Many researchers who worked hands-on with CNTs have come to realize that CNT powder is very difficult to handle. The powder is easily airborne and tends to cling to pretty much all surfaces (including human skin) presenting containment and health challenges. The powder is usually heavily aggregated rendering the outstanding nanoscale properties of the CNT material almost useless.

To commercialize most of these exciting applications, CNT material has to be available as dispersion, a form that is much more conducive for processing. The availability of carbon nanotubes as dispersions rather than as powders is the factor behind the commercialization bottleneck. Currently available CNT dispersions relying on use of surfactants or high density chemical functionalization are not fully adequate to support large scale applications. The reason is, not only these dispersions require complicated post- or pre-processing and generate hazardous waste, they also deliver non-optimum material properties. 

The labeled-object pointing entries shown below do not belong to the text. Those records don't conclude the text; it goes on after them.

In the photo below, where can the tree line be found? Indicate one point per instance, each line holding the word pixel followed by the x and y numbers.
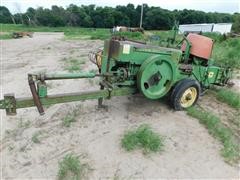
pixel 107 17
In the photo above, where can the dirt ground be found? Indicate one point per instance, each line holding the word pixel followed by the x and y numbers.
pixel 190 152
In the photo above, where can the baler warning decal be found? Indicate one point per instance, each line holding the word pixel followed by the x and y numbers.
pixel 126 49
pixel 210 74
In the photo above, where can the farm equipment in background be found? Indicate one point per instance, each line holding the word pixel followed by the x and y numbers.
pixel 126 29
pixel 129 67
pixel 16 35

To mitigate the problem, Voxelum developed a fundamentally new technology that can, for the first time, produce stable CNT dispersions that do not have any additives, do not compromise material properties, and do not require any post/pre-processing steps. The Voxelum technology is sustainable and fully scalable, and transition to large scale manufacturing is expected to bring the dispersion prices down to the levels adequate for practical applications. Hence, please don't let the material price factor discourage you: the prices may be notably lower for industrial scale technology. 

Adoption of Voxelum dispersions may result in greatly simplified process, cost and time savings, improved product performance, reduction of waste, and better overall sustainability of the entire chain. Adoption of the additive-free CNT dispersions may turn out to be the key that unlocks large scale applications of CNT materials in commercial products.